I private equity investirebbero mai negli studi legali?

Approvato ufficialmente a inizio agosto dal Senato il Ddl Concorrenza prevede importanti novità anche per i professionisti legali e in particolare introduce la possibilità di avere dei soci di capitale. Ma chi investirebbe in uno studio legale italiano? Lo abbiamo chiesto ad alcuni fra i principali rappresentanti del mondo del private equity, riuniti nella Private equity conference organizzata ieri 5 ottobre a Milano (VIDEO IN BASSO).

La legge

Nel dettaglio il Ddl modifica la norma presente nella legge 247/12 togliendo il divieto per gli avvocati di appartenere a più di una sola associazione professionale. I professionisti potranno dunque scegliere tra società di persone, società di capitali o società cooperative e quindi ci sarebbe spazio per soci non iscritti all’albo avvocati.

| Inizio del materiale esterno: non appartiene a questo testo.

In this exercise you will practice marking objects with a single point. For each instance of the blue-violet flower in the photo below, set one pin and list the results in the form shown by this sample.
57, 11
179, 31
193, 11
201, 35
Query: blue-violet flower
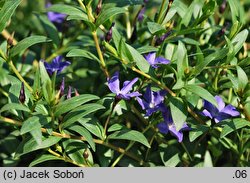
220, 113
169, 126
56, 65
124, 93
153, 101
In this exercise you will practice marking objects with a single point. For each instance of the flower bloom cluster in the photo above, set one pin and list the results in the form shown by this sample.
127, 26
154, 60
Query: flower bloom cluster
153, 101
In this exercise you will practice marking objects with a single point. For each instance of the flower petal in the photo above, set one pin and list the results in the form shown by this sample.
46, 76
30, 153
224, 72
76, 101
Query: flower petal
161, 60
142, 103
151, 58
126, 88
230, 110
211, 108
148, 94
220, 102
62, 66
114, 83
205, 112
174, 132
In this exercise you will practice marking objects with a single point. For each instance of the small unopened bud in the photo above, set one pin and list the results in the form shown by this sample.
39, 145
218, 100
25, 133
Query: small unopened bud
99, 7
161, 39
69, 92
62, 87
76, 92
223, 6
22, 94
108, 36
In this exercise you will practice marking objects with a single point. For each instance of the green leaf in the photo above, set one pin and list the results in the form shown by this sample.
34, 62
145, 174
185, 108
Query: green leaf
50, 29
178, 111
26, 43
197, 131
7, 11
132, 135
172, 162
107, 14
115, 127
72, 103
146, 49
82, 53
14, 106
155, 28
203, 93
239, 40
83, 132
232, 125
140, 61
220, 54
43, 158
30, 144
75, 149
80, 112
242, 78
30, 124
93, 126
37, 135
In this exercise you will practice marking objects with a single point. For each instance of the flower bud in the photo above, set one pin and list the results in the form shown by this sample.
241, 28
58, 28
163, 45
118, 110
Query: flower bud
69, 92
22, 94
62, 87
108, 36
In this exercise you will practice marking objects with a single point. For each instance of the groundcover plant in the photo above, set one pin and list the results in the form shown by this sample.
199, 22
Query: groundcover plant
101, 83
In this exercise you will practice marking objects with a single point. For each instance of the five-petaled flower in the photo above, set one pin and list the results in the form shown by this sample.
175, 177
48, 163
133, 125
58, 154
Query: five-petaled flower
56, 65
155, 61
124, 93
220, 113
153, 101
169, 126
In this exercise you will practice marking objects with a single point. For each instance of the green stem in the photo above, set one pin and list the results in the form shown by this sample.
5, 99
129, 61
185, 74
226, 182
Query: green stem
161, 12
109, 116
185, 148
99, 52
12, 66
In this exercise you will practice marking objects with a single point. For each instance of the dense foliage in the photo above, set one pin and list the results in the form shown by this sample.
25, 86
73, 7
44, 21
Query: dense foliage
124, 83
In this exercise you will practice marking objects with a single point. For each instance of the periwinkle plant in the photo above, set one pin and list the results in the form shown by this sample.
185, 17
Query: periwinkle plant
168, 84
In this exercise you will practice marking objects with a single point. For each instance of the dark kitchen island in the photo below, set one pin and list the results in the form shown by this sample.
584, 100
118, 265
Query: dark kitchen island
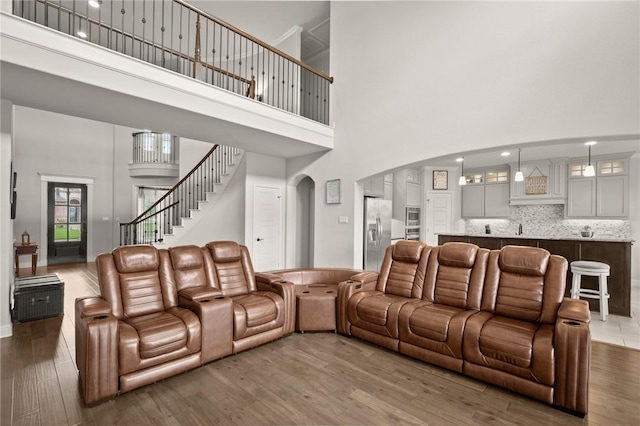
614, 252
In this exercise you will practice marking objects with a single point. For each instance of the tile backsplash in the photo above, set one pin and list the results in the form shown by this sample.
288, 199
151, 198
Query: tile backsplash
546, 220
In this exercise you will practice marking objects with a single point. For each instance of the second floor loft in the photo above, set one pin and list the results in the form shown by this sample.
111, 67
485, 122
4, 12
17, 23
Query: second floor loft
177, 36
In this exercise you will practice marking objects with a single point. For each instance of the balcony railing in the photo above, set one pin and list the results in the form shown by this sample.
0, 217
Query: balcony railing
152, 147
177, 36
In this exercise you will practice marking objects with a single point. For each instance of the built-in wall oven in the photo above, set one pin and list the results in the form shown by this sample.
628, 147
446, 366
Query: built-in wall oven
412, 217
412, 233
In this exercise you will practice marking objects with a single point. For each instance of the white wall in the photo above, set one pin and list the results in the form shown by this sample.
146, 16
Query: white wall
417, 80
71, 147
634, 216
6, 229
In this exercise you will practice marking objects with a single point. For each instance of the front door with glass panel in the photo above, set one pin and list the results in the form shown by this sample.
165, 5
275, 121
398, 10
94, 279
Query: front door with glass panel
67, 223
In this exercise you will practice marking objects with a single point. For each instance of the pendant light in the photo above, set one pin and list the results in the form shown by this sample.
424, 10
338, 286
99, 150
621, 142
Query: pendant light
463, 179
519, 177
589, 171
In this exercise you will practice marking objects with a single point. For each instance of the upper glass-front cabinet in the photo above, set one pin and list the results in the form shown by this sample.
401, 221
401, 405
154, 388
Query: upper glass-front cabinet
603, 168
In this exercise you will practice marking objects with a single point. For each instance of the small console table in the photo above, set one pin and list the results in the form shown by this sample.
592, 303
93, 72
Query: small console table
25, 249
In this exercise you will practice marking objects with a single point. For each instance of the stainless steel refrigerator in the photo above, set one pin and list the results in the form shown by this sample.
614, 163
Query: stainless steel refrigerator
377, 231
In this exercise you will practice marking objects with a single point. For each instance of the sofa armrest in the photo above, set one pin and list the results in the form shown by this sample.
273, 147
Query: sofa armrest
286, 290
216, 321
267, 278
573, 356
365, 277
96, 349
364, 281
574, 309
87, 307
200, 293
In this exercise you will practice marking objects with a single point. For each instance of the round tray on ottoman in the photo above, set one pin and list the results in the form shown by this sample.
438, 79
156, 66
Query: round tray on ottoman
316, 307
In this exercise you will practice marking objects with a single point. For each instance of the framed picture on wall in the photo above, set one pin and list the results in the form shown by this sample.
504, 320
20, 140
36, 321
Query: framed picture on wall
440, 179
334, 195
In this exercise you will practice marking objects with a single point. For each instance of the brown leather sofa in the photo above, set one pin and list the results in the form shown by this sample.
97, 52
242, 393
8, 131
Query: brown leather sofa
163, 312
499, 316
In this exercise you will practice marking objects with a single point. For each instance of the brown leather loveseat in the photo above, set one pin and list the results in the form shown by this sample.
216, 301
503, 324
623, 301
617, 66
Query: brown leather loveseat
499, 316
165, 311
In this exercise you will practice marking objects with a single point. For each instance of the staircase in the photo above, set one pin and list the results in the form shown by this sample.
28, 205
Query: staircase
167, 218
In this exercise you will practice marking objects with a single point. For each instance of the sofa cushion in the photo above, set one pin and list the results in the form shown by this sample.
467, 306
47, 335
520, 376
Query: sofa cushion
376, 312
520, 348
130, 259
188, 266
459, 255
141, 293
186, 257
432, 321
159, 333
225, 251
405, 252
403, 271
524, 260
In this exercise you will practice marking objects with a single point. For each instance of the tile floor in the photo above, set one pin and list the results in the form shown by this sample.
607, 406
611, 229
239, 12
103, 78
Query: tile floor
619, 330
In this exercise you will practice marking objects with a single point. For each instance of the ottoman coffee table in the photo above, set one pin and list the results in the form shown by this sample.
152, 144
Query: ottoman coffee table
316, 307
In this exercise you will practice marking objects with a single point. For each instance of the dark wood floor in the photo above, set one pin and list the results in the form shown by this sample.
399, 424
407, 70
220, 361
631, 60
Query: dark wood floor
314, 378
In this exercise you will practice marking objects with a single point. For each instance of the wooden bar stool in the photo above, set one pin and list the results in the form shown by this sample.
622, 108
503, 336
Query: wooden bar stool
593, 269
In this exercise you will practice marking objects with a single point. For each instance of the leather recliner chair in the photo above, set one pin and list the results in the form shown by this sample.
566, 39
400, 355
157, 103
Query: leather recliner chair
520, 339
260, 314
431, 329
134, 334
372, 312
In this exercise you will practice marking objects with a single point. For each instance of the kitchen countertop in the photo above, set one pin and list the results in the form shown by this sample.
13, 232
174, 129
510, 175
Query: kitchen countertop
603, 238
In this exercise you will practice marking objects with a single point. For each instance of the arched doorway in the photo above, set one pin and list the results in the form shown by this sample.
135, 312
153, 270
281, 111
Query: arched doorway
305, 208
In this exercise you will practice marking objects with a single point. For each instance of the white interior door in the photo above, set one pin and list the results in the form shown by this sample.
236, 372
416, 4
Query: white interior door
267, 232
439, 215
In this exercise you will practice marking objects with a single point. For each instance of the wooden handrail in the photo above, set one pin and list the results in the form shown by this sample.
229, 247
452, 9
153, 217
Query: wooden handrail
255, 40
143, 41
150, 216
187, 176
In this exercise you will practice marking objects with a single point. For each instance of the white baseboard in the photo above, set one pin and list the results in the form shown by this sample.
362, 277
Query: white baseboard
6, 331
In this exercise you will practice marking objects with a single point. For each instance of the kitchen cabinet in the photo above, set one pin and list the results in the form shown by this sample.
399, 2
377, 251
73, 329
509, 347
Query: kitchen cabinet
486, 194
605, 195
582, 197
552, 173
407, 191
473, 201
612, 197
617, 254
379, 186
496, 200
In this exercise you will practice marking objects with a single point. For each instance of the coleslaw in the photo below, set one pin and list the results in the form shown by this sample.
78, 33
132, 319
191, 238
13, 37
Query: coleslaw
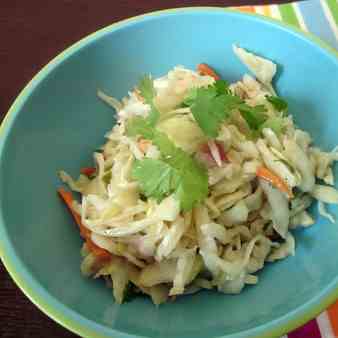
199, 184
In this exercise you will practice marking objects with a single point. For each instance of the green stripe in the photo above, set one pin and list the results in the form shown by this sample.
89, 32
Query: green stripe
333, 5
288, 14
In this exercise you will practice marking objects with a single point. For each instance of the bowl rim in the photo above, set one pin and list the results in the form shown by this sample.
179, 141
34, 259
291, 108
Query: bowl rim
69, 318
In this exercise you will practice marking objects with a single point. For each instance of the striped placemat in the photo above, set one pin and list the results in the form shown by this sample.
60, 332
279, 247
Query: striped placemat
319, 17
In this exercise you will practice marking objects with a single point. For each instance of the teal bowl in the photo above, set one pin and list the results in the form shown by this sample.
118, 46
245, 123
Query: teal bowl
57, 122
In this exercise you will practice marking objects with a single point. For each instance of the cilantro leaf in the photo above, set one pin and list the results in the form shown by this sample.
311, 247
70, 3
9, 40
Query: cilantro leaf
157, 179
278, 103
211, 105
147, 90
176, 172
222, 87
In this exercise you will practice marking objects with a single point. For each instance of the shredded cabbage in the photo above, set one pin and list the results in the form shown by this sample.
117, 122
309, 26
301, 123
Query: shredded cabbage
142, 240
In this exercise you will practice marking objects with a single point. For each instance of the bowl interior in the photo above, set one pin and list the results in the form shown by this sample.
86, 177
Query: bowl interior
62, 122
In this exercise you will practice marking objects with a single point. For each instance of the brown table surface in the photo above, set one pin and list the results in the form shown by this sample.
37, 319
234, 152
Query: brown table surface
32, 32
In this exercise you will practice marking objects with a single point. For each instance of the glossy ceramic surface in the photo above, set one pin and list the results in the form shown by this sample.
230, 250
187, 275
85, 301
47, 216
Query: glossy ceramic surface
57, 122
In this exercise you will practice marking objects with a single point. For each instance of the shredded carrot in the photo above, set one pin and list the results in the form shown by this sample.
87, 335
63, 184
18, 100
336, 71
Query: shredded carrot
143, 145
204, 69
88, 171
101, 254
275, 180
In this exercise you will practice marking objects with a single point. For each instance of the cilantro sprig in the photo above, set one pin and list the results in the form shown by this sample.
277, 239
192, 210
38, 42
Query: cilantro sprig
211, 105
175, 172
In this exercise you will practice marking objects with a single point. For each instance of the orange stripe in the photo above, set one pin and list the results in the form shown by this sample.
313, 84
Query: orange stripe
250, 9
333, 315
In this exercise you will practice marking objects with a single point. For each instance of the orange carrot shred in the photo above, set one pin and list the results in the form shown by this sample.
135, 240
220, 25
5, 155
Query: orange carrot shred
100, 253
275, 180
204, 69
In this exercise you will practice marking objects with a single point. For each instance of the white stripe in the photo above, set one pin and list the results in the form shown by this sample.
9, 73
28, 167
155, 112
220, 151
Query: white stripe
275, 12
299, 17
329, 17
325, 326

Vi è però un limite costituito dai 2/3 del capitale (e del diritto di voto) che dovrà essere di competenza degli avvocati iscritti all’albo. I soci potranno essere anche amministratori della società ma l’organo di gestione dovrà essere composto in maggioranza dai soci avvocati. Il mancato rispetto di tale condizioni farà sciogliere la società. L’incarico professionale sarà poi svolto dal socio professionista con i requisiti richiesti per il tipo di attività richiesta.

Per Umberto Nicodano, partner dello studio BonelliErede, “la questione presenta ancora molte lacune” ad esempio “nel passaggio da un bilancio per cassa a uno per competenza” con la trasformazione in società per azioni, ma anche “nella distribuzione delle risorse o nell’exit: come potrebbe uscire un investitore?”. Di certo, aggiunge, “è un tema molto interessante e offre opportunità. Oggi gli studi legali sono sempre più delle realtà aziendali e gli stessi avvocati sono anche manager della società, avere un consiglio con delle persone che fanno i manager di mestiere non può che essere positivo”.

Investire, why not?

Che sia un’opportunità da considerare è anche l’idea della maggior parte dei professionisti del private equity interpellati da financecommunity.it. “Ne stiamo già parlando internamente e stiamo valutando le modalità per sviluppare questo tipo di investimento”, afferma Raffaele Legnani, managing director di Hig Capital, anche se “la difficoltà principale, ora, è capire perché uno studio debba voler aprirsi a un investitore, quale sarebbe la convenienza da un punto di vista economico”. Poi, aggiunge, “occorre valutare lo studio, ne esistono alcuni più adatti ad avere un socio di capitale, come quelli che svolgono un’attività scalabile quale ad esempio il servicing, perché hanno necessità di avere più risorse e strutture. Al contrario, quelli dedicati ad esempio all’m&a li considero meno adatti”.

Dello stesso avviso anche Edoardo Lanzavecchia, senior partner di Alpha private equity, secondo il quale “non ci sarebbe alcuna preclusione da parte nostra, anche se bisognerebbe valutare attentamente la capacità dello studio di prosperare e di dare un rendimento non solo agli avvocati stessi ma anche all’eventuale investitore”, mentre per Massimiliano Caraffa, director di The Carlyle Group, “in passato abbiamo investito in società di consulenza quindi la possibilità c’è, bisogna trovare il target giusto e il business giusto, però, why not?”.

Dall’altro lato della medaglia, sottolinea Marco Canale, ceo di Value Italy, “c’è una questione di potenziale conflitto nella scelta degli advisor legali nelle operazioni di m&a qualora un fondo che gestiamo dovesse avere in portafoglio uno studio”. Inoltre, osserva Valentina Franceschini, partner di Wise sgr, “quello degli studi è un business di persone, un asset difficile da controllare”, per cui “come private equity non investiremmo in uno studio”. La pensa così anche Fabio Sattin, founding partner di Private equity partners, mentre Michele Russo, di Terra Firma, ricorda che per quanto “ci siano oggi delle realtà che sono cresciute e si sono ristrutturate bene per cui un investimento si potrebbe valutare, sono rarissimi i casi internazionali in cui questo è avvenuto”.